As he sits, the noise subsides. A flurry of birds, scores and scores of them, whirl and spin above him in the light. At one moment they are black, and at the next gold. Wind ebbs and flows. Time furls and then whisks away, black and gold as well. Energy swirls and spills, cascading around him. A coruscating surge rolls over him. And he feels a presence in the breeze and in the light. A presence that takes his breath, tosses time, and flicks light. There’s no vision, no apparition, but there’s something. He doesn’t understand what’s happening—everything, all of it, is at once in and out of time. He feels both full and empty, rooted and transcendent, himself and a witne
ss, absolutely present and infinitely everywhere. The silence disquiets him.

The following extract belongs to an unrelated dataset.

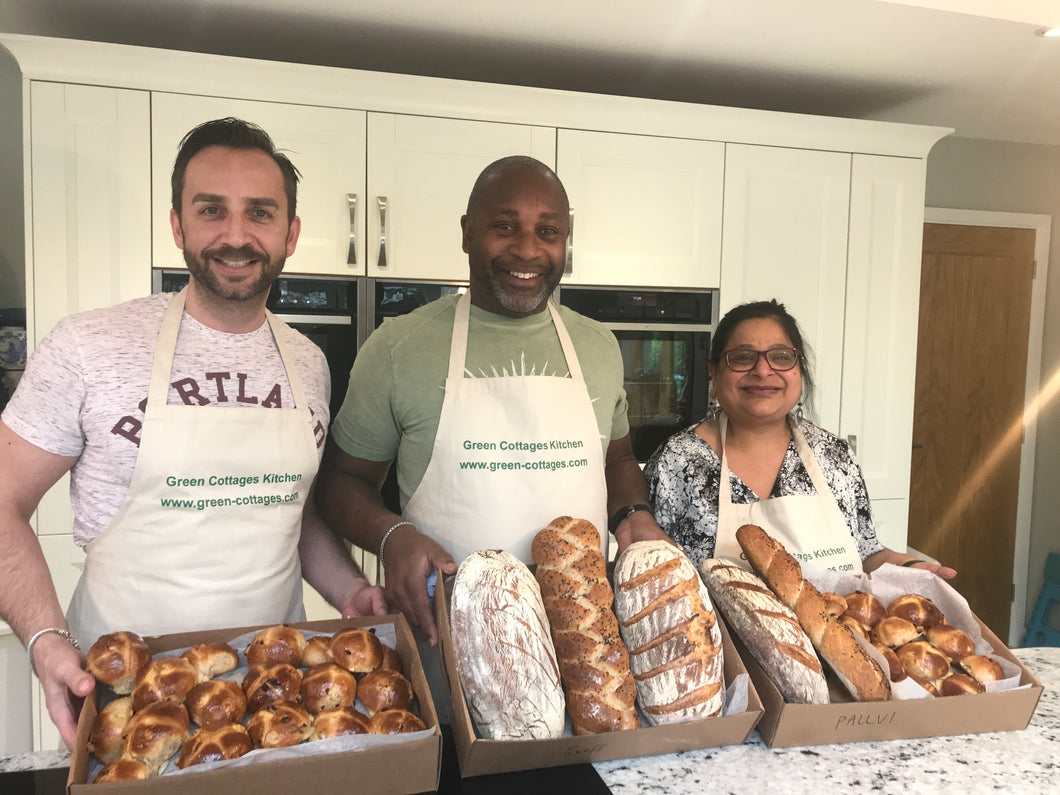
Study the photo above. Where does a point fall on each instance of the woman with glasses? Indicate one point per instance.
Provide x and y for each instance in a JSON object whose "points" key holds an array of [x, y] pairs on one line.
{"points": [[755, 459]]}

Sound returns as the birds wheel away into the sun. Traffic and dogs and his own breathing amplify as he falls back into the stream of time, not at all sure what has happened. When he looks down, his hands are shaking. The nape of his neck tickles. He glances around, but no one else is there.
16
After a time, Travers becomes aware of Kenan Sir-han moving slowly near the cairn on the knoll. He trudges with his head down, as though he’s searching for something. Stooping, he examines clods of dirt. He then stands abruptly and hurls a chunk onto the ground. A puff of red dust rises like smoke from a small explosion. He shakes his head three times, hitches his pants farther up under his protruding belly, and starts down the narrow track. He’s only fifty yards away when he notices Travers seated on the column. Though he misses a step, he pulls in his gut and raises his head. Not acknowledging Travers at all, he takes a key chain from his pocket, opens the door to the restoration house, and goes in.
Five minutes later, as Travers is trying unsuccessfully to comprehend that sense of presence he felt, Sophia Altay and the young woman who was earlier cleaning artifacts stroll around the side of the restoration house. Altay pats her on the forearm, waves as she walks down the path, and turns toward Travers. She wears a long denim skirt and a sleeveless blouse the color of cinnamon. Her hair is pulled back in a loose braid. “Joe,” she says, “you should have let me know you were here.”
Wondering if, as in their two earlier meetings, they’ll have to work past her defensiveness, he says, “I was early. Didn’t want to bother you.”
She leads him along the walkway under the pines between the restoration house and the cathedral ruins. The breeze riffles white sheets and a pillowcase on the clothesline strung across the courtyard between the restoration house and her residence. A large open amphora lies on its side amid cactus growing at the courtyard’s periphery. A smaller, more ornate amphora, cleaned but not yet restored, stands by the wall. Concentric rows of faded Jerusalem crosses decorate the jar.